Baumann et al. (1972) reported aerobic, Gram-negative, non-fermentative, non-pigmented, polarly flagellated, marine bacteria containing DNA with a G+C content of 43–48 mol%, and identified that they belonged to a novel genus, Alteromonas. This genus originally comprised four species: Alteromonas marinopraesens that was later renamed Alteromonas haloplanktis (Reichelt & Baumann, 1973), Alteromonas macleodii, Alteromonas communis and Alteromonas vaga (Baumann et al., 1972). However, A. communis and A. vaga have characteristics that distinguish them from most of the Alteromonas species described: lack of amylase, gelatinase, lipase and chitinase, and utilization of glycerol, lactate, DL--hydroxybutyrate, m-hydroxybenzoate and other carbon sources. DNA–rRNA hybridization experiments performed by Van Landschoot & De Ley (1983) confirmed the heterogeneity of the genus Alteromonas; A. communis and A. vaga were found to form a separate rRNA branch. A novel genus, Marinomonas, was proposed to accommodate A. communis and A. vaga (Van Landschoot & De Ley, 1983). A novel melanogenic bacterium from the Mediterranean Sea, MMB-1, was described by Solano & Sanchez-Amat (1999) as a novel species of the genus Marinomonas, namely Marinomonas mediterranea.

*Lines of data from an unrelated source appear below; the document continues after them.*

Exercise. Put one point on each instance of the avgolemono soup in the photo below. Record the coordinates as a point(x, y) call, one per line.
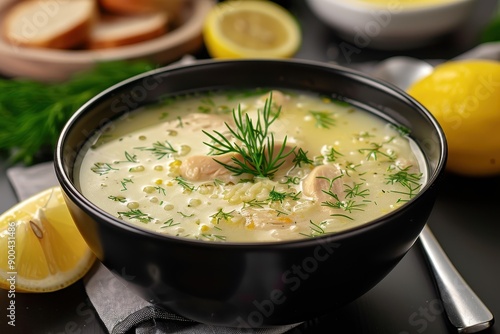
point(250, 166)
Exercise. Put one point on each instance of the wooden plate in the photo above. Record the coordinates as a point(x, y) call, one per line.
point(56, 65)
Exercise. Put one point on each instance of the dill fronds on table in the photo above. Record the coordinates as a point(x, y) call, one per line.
point(32, 113)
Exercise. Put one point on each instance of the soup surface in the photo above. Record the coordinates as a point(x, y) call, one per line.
point(250, 166)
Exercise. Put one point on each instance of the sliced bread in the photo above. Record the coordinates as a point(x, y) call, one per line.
point(172, 7)
point(61, 24)
point(112, 31)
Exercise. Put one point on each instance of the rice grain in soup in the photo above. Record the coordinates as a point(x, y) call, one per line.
point(247, 167)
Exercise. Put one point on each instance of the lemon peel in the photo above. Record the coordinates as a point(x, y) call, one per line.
point(42, 249)
point(464, 96)
point(251, 29)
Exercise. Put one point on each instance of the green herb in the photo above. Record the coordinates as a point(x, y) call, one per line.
point(374, 151)
point(124, 183)
point(301, 158)
point(403, 130)
point(410, 181)
point(255, 203)
point(34, 113)
point(356, 191)
point(169, 223)
point(258, 145)
point(160, 190)
point(120, 199)
point(213, 237)
point(221, 215)
point(332, 155)
point(292, 180)
point(136, 214)
point(348, 206)
point(159, 149)
point(129, 158)
point(491, 32)
point(316, 229)
point(184, 215)
point(276, 196)
point(324, 119)
point(184, 184)
point(180, 124)
point(102, 168)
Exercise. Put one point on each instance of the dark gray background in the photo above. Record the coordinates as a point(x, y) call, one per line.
point(465, 220)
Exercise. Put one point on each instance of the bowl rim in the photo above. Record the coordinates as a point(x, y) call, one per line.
point(71, 190)
point(365, 6)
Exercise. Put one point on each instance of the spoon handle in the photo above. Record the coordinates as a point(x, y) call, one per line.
point(464, 308)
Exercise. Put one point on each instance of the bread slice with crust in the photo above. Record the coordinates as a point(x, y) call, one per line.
point(61, 24)
point(113, 31)
point(172, 7)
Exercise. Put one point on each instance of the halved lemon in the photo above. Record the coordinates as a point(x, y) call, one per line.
point(41, 249)
point(251, 29)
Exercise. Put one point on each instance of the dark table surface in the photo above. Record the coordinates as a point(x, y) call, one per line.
point(465, 219)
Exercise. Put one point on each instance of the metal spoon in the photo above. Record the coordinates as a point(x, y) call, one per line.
point(463, 307)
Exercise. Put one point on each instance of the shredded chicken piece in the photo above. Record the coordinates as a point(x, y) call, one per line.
point(323, 178)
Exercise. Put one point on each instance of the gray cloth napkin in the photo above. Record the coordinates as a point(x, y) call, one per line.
point(121, 310)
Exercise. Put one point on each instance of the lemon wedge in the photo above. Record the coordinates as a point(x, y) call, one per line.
point(464, 96)
point(251, 29)
point(41, 248)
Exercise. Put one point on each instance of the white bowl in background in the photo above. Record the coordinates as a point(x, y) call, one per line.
point(392, 26)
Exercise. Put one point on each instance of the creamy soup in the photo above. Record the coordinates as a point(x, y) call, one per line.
point(250, 166)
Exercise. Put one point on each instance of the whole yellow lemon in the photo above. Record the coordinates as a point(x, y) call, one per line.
point(464, 96)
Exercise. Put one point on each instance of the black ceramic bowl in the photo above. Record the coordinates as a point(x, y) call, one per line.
point(252, 284)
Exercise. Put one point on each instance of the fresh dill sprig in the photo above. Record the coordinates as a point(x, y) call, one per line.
point(257, 147)
point(33, 113)
point(159, 149)
point(102, 168)
point(221, 215)
point(280, 196)
point(136, 214)
point(301, 158)
point(169, 223)
point(375, 151)
point(316, 229)
point(410, 181)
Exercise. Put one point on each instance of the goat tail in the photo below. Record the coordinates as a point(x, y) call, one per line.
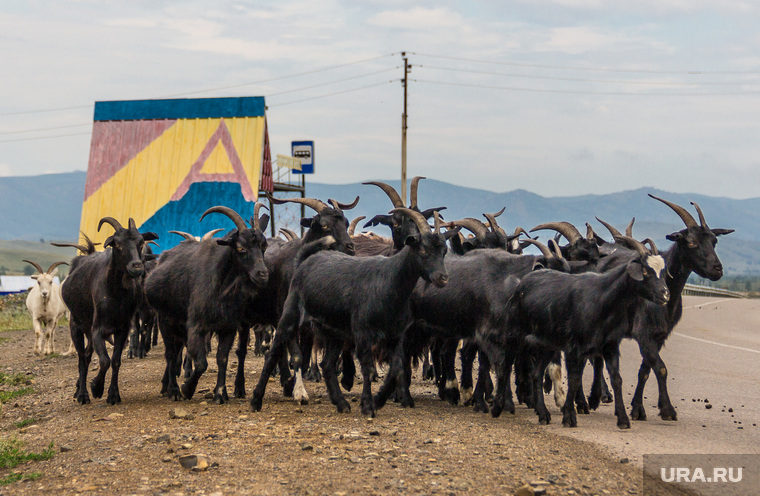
point(313, 247)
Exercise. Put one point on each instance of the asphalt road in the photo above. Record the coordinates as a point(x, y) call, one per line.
point(713, 354)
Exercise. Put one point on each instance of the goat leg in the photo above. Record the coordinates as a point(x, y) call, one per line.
point(244, 336)
point(329, 371)
point(612, 359)
point(226, 340)
point(120, 339)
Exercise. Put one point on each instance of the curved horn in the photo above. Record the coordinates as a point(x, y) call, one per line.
point(36, 266)
point(544, 249)
point(473, 225)
point(611, 229)
point(566, 229)
point(492, 219)
point(312, 203)
point(633, 244)
point(344, 206)
point(185, 235)
point(520, 230)
point(210, 234)
point(413, 191)
point(589, 231)
point(652, 247)
point(555, 247)
point(354, 223)
point(256, 208)
point(417, 217)
point(234, 216)
point(392, 193)
point(109, 220)
point(629, 228)
point(56, 264)
point(682, 213)
point(701, 215)
point(288, 234)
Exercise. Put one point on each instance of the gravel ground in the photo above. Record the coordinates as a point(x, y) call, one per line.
point(135, 447)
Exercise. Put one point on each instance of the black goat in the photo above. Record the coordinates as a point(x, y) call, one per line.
point(267, 306)
point(693, 250)
point(204, 287)
point(484, 279)
point(578, 247)
point(144, 323)
point(582, 315)
point(362, 299)
point(102, 292)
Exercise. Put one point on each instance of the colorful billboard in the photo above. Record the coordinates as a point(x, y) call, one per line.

The strains tested were isolated from a coastal sea-ice sample, as follows. The sea-ice sample was collected in a sterile flask with a small amount of sterile sea water, kept for 2 days at 15 °C, and melted carefully. An aliquot of melting sea-ice was spread onto a plate of Marine 2216 agar (MA; Difco) and incubated for 7 days at 15 °C. The strains were stored at -80 °C in liquid nutrient medium supplemented with 30 % (v/v) glycerol. The strains, designated KMM 3633^T and KMM 3634, were deposited in the Collection of Marine Microorganisms (KMM), Pacific Institute of Bioorganic Chemistry, Vladivostok, Russia. Strains KMM 3633^T and KMM 3634 were routinely grown on MA, Marine Broth (MB; Difco) and Tryptic Soya Agar (TSA; Serva), prepared with natural sea water. 16S rRNA gene sequences of strains KMM 3633^T and KMM 3634 (1419 and 1449 bp, respectively) were determined and compared as described by Shida et al. (1997). Previously published 16S rDNA sequences were obtained from the EMBL/GenBank/DDBJ databases. The DNA G+C content was determined by the methods of Marmur & Doty (1962) and Owen et al. (1969). DNA–DNA relatedness was measured spectrophotometrically by using the renaturation rate method (De Ley et al., 1970).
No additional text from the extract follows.